Ostwald adds: “The downgrade chance is about two in five, with two factors likely to be critical: how much more money will the state have to pump into the banking sector, and what will German long-term liabilities for the rest of the eurozone look like under a revised European Stability Mechanism (ESM).”
However, if the S&P downgrades did happen and austerity measures were taken, market participants say that a deeper eurozone recession could be avoided if the following measures were met.

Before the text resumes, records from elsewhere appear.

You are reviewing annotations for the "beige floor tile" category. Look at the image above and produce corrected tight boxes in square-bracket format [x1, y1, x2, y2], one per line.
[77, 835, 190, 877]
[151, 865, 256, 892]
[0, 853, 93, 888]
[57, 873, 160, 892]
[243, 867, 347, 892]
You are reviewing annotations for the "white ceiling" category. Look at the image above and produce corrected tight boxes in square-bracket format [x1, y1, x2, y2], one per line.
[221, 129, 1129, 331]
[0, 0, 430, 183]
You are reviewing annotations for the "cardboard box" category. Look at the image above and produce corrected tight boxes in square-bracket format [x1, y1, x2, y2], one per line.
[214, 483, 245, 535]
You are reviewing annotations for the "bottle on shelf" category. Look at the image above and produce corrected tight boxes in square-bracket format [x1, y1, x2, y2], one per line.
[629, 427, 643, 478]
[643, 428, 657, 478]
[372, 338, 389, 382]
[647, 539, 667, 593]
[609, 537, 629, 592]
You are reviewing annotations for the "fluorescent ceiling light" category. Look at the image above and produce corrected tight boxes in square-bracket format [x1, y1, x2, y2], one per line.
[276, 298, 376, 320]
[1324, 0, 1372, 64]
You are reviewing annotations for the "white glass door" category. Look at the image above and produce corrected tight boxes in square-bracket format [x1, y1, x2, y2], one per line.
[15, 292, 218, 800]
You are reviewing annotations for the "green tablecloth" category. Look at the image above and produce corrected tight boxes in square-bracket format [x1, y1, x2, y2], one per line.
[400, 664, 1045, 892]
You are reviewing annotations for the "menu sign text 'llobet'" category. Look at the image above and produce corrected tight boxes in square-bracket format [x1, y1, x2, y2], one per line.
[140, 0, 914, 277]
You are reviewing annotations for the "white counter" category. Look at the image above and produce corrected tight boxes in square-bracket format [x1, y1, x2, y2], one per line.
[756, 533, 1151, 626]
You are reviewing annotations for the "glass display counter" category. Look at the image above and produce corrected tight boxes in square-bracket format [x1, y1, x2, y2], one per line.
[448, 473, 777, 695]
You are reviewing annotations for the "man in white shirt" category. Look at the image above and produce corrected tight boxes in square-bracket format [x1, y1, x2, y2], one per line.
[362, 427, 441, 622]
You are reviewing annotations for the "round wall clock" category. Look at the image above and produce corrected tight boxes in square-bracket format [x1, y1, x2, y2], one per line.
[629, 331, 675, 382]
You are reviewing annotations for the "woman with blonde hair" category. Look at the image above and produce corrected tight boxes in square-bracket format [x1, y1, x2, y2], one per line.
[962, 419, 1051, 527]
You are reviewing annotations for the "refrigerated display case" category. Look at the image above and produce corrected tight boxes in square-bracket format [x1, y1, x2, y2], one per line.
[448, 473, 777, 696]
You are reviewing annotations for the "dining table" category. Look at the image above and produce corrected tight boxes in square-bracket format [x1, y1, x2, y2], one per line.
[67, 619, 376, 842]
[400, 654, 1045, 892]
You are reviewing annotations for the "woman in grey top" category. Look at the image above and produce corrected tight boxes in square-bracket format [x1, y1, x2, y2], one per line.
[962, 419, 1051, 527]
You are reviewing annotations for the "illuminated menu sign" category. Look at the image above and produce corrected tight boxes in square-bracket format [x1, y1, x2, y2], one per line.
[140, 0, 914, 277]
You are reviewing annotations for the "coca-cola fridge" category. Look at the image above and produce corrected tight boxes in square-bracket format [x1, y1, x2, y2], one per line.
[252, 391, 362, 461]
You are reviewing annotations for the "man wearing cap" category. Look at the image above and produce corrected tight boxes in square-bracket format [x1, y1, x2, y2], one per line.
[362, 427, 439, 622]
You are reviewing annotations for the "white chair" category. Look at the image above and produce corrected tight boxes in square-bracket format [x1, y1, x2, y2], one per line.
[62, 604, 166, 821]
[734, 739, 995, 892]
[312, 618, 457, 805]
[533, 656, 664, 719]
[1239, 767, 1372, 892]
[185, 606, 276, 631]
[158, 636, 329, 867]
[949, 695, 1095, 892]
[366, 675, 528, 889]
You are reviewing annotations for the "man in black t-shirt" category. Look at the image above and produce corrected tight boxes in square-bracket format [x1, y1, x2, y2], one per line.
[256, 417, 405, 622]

Schmieding says: “If countries are downgraded the eurozone could be pushed deeper into recession. [Unless] the ECB steps in shortly to stop the eurozone confidence crisis and France finally gets serious about structural reforms, a French downgrade looks almost inevitable. For Germany, a downgrade would be a surprise. But if the Bundesbank refuses to let the ECB save the euro and itself, then a downgrade would be justified. After all, the German economy would collapse jointly with the eurozone, and German public debt would soar in a depression caused by a euro collapse. Such a catastrophic scenario remains highly unlikely, But it is not unthinkable as long as the Bundesbank refuses to soften its stance.”
However the wider issue is to see whether the downgrades will actually be made as many experts have told Euromoney that there is a conflict of interest.
“There is a general market perception that at times there can be conflict of interest because the companies or sovereigns who want to be rated are paying the agencies to grade them,” says Steve Collins, global head of dealing at London & Capital Asset Management.